- A-5618
- Item
- [ca. 1967]
Head and shoulders image of Dr. Howard Adams, College of Education.
Bio/Historical Note: Dr. Howard Adams was born 8 September 1921 in St. Louis, Saskatchewan, the son of Olive Elizabeth McDougall, a French Métis mother and William Robert Adams, an English Métis (Anglo-Metis) father. He was the maternal great grandson of Louis Riel's lieutenant Maxime Lepine who fought in the North-West Rebellion of 1885. In 1940, he completed high school and joined the RCMP as a constable, a position he held until 1944. Dr.

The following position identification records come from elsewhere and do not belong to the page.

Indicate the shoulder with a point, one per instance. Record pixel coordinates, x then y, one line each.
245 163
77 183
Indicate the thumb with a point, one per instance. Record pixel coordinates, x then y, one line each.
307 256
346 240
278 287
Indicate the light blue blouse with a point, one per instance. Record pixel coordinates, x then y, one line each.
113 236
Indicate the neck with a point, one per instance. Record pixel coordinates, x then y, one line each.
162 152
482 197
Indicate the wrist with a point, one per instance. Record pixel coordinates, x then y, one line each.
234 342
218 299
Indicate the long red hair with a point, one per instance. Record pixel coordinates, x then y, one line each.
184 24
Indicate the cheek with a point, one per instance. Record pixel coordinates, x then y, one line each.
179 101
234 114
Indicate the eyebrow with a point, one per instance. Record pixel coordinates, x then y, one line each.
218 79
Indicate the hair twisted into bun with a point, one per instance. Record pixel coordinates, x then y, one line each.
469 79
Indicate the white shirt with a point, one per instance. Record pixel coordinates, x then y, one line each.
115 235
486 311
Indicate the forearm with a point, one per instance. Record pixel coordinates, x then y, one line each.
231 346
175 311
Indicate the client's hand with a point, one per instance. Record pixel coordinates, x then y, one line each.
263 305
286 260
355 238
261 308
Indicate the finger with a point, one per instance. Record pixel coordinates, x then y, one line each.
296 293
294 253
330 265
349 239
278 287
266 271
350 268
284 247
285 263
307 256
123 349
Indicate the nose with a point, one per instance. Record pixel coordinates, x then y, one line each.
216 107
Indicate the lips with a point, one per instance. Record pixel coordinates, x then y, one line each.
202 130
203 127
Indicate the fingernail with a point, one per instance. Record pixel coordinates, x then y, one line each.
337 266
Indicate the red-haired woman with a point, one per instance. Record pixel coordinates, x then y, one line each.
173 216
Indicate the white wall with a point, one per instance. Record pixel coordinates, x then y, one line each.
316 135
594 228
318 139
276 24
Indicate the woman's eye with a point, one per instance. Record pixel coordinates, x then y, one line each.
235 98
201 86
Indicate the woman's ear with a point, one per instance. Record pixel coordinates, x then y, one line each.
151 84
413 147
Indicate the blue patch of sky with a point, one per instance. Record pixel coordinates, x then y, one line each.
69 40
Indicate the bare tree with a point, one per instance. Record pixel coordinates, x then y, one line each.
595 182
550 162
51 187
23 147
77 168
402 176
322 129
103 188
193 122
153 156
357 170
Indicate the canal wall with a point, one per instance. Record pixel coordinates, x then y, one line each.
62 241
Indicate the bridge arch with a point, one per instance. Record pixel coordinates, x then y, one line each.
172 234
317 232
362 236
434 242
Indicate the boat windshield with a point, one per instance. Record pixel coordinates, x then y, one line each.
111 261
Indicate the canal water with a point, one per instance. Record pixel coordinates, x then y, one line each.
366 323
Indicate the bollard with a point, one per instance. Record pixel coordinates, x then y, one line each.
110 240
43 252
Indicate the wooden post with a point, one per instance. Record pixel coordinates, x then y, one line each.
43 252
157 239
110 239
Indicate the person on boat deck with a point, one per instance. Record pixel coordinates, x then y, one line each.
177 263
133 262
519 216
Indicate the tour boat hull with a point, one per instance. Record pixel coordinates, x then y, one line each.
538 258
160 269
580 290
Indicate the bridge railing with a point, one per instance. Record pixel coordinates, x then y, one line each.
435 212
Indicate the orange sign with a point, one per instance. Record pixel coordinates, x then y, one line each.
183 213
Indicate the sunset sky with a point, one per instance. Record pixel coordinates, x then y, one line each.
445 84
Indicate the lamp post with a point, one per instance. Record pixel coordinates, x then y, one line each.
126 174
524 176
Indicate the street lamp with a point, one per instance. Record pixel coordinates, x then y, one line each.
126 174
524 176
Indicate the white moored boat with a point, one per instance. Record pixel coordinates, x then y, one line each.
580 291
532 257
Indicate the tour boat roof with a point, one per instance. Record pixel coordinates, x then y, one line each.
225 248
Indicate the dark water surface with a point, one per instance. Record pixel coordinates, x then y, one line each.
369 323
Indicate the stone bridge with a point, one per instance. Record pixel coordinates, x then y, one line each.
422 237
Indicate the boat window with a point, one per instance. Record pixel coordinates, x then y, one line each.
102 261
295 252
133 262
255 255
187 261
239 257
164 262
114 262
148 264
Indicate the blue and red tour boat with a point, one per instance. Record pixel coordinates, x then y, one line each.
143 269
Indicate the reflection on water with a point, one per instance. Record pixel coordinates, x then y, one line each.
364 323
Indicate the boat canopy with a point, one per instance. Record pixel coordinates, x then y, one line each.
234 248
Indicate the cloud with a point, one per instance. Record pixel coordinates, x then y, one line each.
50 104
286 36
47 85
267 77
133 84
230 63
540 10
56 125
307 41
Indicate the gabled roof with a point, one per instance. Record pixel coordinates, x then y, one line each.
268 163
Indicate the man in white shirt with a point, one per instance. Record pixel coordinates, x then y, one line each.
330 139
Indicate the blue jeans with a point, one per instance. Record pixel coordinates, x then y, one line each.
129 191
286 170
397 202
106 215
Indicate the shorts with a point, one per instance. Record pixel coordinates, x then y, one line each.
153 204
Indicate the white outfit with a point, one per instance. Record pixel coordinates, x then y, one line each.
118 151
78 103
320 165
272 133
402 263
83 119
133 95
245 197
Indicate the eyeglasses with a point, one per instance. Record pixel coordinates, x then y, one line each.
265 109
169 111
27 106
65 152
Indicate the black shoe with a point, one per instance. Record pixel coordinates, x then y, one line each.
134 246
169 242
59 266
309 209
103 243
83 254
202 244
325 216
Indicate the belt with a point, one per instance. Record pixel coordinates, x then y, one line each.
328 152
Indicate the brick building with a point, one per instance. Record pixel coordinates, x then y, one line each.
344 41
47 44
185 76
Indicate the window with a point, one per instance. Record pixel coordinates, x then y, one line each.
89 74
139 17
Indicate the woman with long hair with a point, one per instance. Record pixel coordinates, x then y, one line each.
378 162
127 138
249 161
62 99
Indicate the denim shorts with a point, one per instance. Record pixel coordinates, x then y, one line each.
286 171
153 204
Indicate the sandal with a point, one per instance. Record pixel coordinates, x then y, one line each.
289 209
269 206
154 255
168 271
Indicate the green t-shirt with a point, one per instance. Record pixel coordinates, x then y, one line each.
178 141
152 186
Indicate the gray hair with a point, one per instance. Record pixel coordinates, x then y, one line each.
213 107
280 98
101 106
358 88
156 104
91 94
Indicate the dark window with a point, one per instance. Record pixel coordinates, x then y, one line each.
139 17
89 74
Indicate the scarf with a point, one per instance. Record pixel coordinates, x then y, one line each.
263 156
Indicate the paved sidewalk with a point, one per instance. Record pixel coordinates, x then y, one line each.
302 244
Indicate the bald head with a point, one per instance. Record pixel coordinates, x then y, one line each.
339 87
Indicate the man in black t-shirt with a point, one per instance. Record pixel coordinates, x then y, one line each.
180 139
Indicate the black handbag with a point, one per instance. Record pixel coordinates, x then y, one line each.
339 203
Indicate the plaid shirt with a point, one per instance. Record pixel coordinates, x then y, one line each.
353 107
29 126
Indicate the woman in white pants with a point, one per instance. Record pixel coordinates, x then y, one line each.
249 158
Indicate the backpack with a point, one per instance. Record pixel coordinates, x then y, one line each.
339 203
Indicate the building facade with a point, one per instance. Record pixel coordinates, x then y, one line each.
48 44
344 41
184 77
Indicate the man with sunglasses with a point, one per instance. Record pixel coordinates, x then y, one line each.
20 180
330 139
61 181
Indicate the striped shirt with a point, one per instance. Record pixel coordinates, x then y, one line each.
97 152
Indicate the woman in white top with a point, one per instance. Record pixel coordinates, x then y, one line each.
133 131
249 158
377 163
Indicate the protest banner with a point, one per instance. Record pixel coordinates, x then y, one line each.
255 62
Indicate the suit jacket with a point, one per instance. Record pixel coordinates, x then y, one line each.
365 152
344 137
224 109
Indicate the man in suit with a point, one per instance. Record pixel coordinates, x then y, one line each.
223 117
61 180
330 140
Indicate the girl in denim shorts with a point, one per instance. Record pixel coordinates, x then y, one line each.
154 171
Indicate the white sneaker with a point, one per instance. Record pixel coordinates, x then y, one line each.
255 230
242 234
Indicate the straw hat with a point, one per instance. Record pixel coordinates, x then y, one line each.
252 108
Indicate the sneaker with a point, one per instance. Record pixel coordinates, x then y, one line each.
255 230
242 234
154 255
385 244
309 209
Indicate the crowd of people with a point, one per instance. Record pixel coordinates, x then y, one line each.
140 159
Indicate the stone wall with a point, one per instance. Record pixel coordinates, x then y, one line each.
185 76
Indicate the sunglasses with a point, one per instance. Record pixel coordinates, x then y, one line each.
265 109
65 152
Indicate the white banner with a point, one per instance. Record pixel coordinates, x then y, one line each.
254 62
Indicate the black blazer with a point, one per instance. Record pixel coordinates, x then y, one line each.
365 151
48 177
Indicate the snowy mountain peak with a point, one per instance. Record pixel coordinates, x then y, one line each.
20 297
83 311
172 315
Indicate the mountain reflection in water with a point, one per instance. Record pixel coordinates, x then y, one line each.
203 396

Adams became the first Métis in Canada to gain his PhD after studies at the University of California, Berkeley in 1966. That same year he returned to Canada and took up a position in the College of Education at the University of Saskatchewan and became a prominent Métis activist, contributing regularly to newspapers and magazines and appearing on Canadian Broadcasting Corporation radio shows. Dr. Adams published his first book, The Education of Canadians 1800–1867: The Roots of Separatism, in 1968. Another book, Prison of Grass: Canada from the Native Point of View, published in 1975, thrust him into the national and international limelight. In 1969,he was elected president of the Metis Association of Saskatchewan. Dr. Adams' intellectual influences included Malcolm X whom he saw lecture at Berkeley, and the general radical environment of that institution during the 1960s. In 1995, he published Tortured People: The Politics of Colonization, unleashing a scathing attack on the effects that racism, Euro-centrism, and neo-colonialism have had on Aboriginal people. Howard Adams died 8 September 2001 In Vancouver on his 80th birthday.